The number of moles of NaOH added after the equivalence point (n3) can be calculated by subtracting the moles of NaOH used to reach the equivalence point from the total moles of NaOH added after the equivalence point.
n3 = moles of NaOH added after the equivalence point - moles of NaOH used to reach the equivalence point
n3 = (0.165 M * 0.005 L) - 0.00992861 moles
n3 = 0.000825 moles - 0.00992861 moles
n3 = -0.00910361 moles
Note: The result is negative because we have subtracted more moles than were present in the Erlenmeyer flask, which means the excess NaOH has reacted with all the HCl.

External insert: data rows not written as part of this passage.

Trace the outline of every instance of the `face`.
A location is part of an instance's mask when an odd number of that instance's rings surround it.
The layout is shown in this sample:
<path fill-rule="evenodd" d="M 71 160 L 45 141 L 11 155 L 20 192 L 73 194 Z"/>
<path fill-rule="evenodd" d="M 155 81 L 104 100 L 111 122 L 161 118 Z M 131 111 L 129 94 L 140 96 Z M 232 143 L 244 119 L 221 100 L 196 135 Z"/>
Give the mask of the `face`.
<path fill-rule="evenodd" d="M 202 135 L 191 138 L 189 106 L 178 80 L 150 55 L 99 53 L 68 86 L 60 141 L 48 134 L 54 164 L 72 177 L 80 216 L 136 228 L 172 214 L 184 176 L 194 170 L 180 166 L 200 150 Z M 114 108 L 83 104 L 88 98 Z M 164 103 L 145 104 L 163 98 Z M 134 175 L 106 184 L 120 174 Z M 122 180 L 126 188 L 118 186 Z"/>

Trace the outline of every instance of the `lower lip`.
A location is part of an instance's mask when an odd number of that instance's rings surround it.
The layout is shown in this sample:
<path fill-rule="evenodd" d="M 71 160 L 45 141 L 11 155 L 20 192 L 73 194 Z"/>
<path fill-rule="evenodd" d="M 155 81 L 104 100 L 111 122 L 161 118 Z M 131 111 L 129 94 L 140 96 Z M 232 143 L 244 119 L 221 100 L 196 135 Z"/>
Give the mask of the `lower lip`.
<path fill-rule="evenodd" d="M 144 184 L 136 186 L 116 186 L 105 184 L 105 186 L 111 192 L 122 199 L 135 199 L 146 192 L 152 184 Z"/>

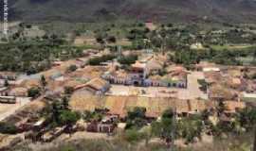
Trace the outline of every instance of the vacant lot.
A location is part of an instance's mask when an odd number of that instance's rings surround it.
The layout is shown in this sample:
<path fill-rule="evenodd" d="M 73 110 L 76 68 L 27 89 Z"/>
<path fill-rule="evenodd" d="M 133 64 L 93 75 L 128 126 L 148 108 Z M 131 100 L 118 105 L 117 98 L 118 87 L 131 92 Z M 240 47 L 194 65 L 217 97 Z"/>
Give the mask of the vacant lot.
<path fill-rule="evenodd" d="M 28 98 L 17 98 L 16 104 L 0 104 L 0 121 L 15 113 L 16 110 L 29 102 Z"/>

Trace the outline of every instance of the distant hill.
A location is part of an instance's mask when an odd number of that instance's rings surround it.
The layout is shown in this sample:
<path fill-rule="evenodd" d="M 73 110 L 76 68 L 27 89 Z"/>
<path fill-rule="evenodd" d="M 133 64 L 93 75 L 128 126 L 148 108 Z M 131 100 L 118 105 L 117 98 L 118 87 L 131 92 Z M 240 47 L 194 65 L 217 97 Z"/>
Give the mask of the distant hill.
<path fill-rule="evenodd" d="M 9 0 L 23 21 L 140 19 L 256 23 L 256 0 Z M 1 8 L 2 10 L 2 8 Z"/>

Step 4: Calculate the concentration of HCl remaining in the solution.
To determine the concentration of HCl (Cfinal) after the excess NaOH is added, use the formula:
Cfinal = n3 / V2
where:
n3 = number of moles of HCl remaining in the solution = -0.00910361 moles (calculated in step 3)
V2 = final volume of the solution = initial volume of HCl + volume of NaOH added after the equivalence point
= 0.07233 L + 0.005 L = 0.07733 L
Cfinal = -0.00910361 moles / 0.07733 L
Cfinal = -0.1177 M
The negative sign indicates that the remaining HCl is in excess and has an unknown concentration.

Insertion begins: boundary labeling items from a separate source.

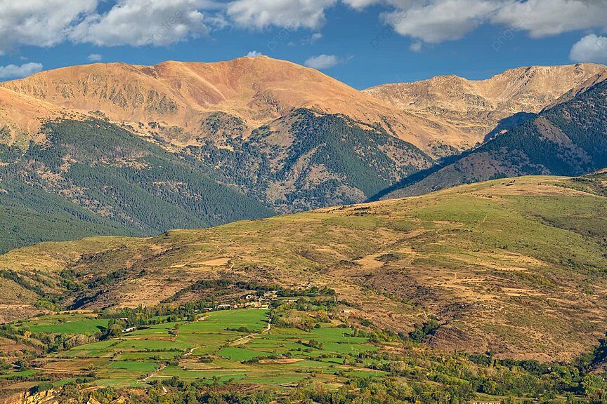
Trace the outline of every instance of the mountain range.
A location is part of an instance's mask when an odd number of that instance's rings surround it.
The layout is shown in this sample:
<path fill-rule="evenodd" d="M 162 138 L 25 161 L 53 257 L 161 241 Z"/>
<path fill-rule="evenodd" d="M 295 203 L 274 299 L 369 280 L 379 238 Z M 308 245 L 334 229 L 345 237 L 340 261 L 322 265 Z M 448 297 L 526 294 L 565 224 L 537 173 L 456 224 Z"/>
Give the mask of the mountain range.
<path fill-rule="evenodd" d="M 532 67 L 360 91 L 259 57 L 93 64 L 1 83 L 0 250 L 153 236 L 492 177 L 584 174 L 604 166 L 600 147 L 582 144 L 600 137 L 604 115 L 586 106 L 603 96 L 605 69 Z M 546 120 L 575 103 L 575 128 L 555 133 Z M 592 134 L 573 140 L 561 133 L 589 125 Z M 547 132 L 562 140 L 548 159 L 573 153 L 581 163 L 547 168 L 542 152 L 526 154 Z M 15 220 L 24 215 L 32 220 Z"/>

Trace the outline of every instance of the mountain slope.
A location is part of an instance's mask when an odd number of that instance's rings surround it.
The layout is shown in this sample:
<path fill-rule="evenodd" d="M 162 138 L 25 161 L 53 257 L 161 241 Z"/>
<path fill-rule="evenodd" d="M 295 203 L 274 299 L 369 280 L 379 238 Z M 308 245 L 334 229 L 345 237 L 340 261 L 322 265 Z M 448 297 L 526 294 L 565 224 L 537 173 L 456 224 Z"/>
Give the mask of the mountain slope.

Step 5: Calculate the pH of the resulting solution.
To calculate the pH, we need to use the equation that relates pH with the concentration of H3O+ ions:
pH = -log[H3O+]
Since we know the concentration of HCl (in excess) remaining in the solution as -0.1177 M, we can calculate the concentration of H3O+ ions using the relationship [H3O+] = -Cfinal (given that the HCl is a strong acid and fully dissociates).
[H3O+] = 0.1177 M
Now, take the negative logarithm to find the pH:
pH = -log(0.1177)
pH = 0.93 (rounded to two decimal places)
Therefore, the pH of the resulting solution after adding 5 mL of NaOH after the equivalence point is approximately 0.93.